Swiss palaeoclimatologist collaborating with the SEARCH team

We are pleased to welcome Swiss researcher Raphael Neukom to the University of Melbourne as part of a National Science Foundation post-doctoral fellowship. He will be working with us for six months between July–August 2010 and April–July 2011 developing Southern Hemisphere climate reconstructions.

Raphael is a palaeoclimatologist who received his PhD from the University of Bern for compiling all the annually-resolved proxy records for South America as part of the Past Global Changes (PAGES) regional 2K initiative and developing the first large-scale climate reconstructions for the continent.

His two most recent publications include a summer and winter temperature and precipitation reconstructions for southern South America as far back as A.D. 900.

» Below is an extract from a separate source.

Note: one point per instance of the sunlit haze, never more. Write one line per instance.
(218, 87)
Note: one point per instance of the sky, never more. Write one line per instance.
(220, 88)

He is spending time with Joelle Gergis and Ailie Gallant discussing reconstruction methodology and data management to help the SEARCH project develop its long-term climate reconstructions for south-eastern Australia and the broader Australasian region.

During his fellowship, Raphael will compile all the currently available high-resolution records from Australasia and South America regions to develop seminal Southern Hemisphere–wide climate reconstructions.

Reconstructions of past atmospheric circulation from this less-studied region of the globe will then be compared against climate model data to assess the regional climate variability in different parts of the Southern Hemisphere.

Raphael plans to have his results ready in time for incorporation into the next global climate change assessment report of the Inter-governmental Panel on Climate Change (IPCC) due out in 2013.